If you're looking for a fun alternative to regular gift wrapping paper that isn't as wasteful, why not try the shirt off your back? Okay, so you don't actually have to use the one you're wearing right now; any old shirt that you no longer need will do - as long as it has long sleeves. We applied a technique from the ancient Japanese art of furoshiki (cloth-wrapping) to a shirt to create a simple satchel to present and carry a gift in, and you can too with our DIY instructions. We're sure that the recipient will be intrigued by this unique packaging, which they can reuse or even wear, and you'll always be able to remind them of the time that you gave them the shirt off your own back.
– A long sleeved shirt. The thinner the shirt, the easier it will be to turn it into a satchel.
– A gift to wrap (one that will fit in the center of your shirt with at least 6 inches or so to spare on the sides will work best)
Lay your shirt flat on the floor. If your shirt has buttons, we suggest laying it button side up, but after you try out your furoshiki satchel once, you can see which you prefer better. You can always untie it and redo it!

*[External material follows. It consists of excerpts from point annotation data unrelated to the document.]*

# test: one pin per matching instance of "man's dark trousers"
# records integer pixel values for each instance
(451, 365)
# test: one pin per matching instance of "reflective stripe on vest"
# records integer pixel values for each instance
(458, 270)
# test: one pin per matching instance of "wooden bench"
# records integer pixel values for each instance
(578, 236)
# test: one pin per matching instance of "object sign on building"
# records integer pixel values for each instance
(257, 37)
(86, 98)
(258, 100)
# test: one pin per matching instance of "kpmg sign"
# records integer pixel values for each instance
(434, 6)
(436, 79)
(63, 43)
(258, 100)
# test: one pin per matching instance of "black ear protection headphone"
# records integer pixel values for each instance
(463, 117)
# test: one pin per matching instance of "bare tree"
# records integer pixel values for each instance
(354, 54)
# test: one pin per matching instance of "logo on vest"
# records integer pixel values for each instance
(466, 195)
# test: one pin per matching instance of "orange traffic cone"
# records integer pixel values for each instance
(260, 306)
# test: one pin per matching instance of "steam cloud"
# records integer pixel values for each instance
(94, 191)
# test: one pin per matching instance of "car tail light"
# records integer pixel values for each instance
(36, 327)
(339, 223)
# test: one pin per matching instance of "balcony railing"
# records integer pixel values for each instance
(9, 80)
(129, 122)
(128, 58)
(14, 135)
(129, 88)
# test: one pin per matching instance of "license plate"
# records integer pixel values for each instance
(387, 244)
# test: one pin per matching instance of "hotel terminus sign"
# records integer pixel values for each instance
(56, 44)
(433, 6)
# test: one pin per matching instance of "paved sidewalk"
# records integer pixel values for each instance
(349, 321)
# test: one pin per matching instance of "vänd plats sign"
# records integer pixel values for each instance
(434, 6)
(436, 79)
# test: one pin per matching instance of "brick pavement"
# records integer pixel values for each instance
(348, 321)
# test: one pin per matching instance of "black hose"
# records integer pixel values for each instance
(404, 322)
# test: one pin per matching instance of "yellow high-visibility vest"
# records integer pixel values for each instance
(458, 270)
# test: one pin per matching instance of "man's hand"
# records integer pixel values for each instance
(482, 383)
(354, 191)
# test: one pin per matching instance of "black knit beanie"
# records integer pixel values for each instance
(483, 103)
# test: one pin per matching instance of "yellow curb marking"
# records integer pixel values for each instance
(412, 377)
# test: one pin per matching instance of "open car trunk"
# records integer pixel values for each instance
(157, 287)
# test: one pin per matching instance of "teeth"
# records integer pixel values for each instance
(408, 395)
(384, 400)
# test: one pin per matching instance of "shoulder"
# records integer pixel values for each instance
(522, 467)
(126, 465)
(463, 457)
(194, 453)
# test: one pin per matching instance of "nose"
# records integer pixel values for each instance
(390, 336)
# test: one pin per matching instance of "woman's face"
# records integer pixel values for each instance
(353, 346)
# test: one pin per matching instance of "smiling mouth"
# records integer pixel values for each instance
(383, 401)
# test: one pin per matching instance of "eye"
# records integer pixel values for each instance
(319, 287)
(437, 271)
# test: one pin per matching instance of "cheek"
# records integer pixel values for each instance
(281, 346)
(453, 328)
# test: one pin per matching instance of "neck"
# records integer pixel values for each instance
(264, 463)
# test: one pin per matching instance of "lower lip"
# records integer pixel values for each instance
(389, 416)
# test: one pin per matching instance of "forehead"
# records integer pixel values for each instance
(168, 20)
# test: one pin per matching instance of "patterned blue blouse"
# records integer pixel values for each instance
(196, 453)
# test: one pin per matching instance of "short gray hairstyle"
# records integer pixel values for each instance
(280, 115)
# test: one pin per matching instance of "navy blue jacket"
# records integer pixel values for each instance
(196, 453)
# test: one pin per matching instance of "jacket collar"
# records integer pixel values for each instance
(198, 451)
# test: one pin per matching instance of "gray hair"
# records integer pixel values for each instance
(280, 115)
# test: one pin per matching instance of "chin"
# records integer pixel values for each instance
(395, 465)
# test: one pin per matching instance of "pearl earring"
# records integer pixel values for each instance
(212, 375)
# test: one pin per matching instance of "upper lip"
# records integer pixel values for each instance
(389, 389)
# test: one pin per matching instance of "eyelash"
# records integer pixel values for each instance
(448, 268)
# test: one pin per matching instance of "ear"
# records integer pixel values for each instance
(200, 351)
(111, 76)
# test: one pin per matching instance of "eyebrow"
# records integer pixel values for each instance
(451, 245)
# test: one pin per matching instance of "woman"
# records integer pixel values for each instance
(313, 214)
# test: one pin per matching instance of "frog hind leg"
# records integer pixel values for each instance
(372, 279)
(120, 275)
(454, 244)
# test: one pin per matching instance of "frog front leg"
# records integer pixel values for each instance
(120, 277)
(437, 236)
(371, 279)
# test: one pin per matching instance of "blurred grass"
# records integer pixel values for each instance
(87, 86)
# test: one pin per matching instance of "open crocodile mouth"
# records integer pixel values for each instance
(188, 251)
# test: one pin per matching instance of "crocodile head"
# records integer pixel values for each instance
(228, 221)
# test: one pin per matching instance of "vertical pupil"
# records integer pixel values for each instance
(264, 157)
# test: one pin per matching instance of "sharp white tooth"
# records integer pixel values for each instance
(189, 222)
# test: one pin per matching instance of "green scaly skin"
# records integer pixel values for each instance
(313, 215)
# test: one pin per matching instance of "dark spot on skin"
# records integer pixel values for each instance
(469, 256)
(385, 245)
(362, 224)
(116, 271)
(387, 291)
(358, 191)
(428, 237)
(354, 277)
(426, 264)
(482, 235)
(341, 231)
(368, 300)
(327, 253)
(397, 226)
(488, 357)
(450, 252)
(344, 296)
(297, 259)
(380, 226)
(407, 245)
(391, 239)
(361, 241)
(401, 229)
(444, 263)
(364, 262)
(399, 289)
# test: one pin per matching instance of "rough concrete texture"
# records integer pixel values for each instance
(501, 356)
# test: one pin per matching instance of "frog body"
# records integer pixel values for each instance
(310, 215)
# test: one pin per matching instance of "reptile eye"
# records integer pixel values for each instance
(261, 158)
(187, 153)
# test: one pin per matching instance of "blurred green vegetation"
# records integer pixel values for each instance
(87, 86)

Orient your shirt the way the one in the pic above is with the lower corner facing away from you. Then place your gift in the the center of your shirt so that the edges of it are perpendicular to the corners of your shirt. In other words, the corner of your gift should not be facing the same way as the bottom corners of your shirt (see pic).
Fold the top 1/6th of your shirt or so down (see pic) so that your shirt looks more like a square.
Fold the corner of the shirt closest to you over your gift so that it covers it and then tuck it under just a bit.
Then tuck the fabric under your gift just a bit.
Next grab your sleeves and gather them together tightly towards your gift.
Tie the sleeves in a knot at the top of your gift. Try to make sure they are even on both sides.
Once you’ve tied your knot, fold the far corner of your shirt over it to hide it.
Then take one of your sleeves (it doesn’t matter which) and twist it until it’s taught. While holding that sleeve so that it doesn’t unravel, twist the other sleeve up too.
Tie the ends of your sleeves together. You can leave your knot as is or you can create a more decorative rosette like this one by tucking the edges in under one another.
And there you have it! Pick your furoshiki satchel up and deliver it to a friend.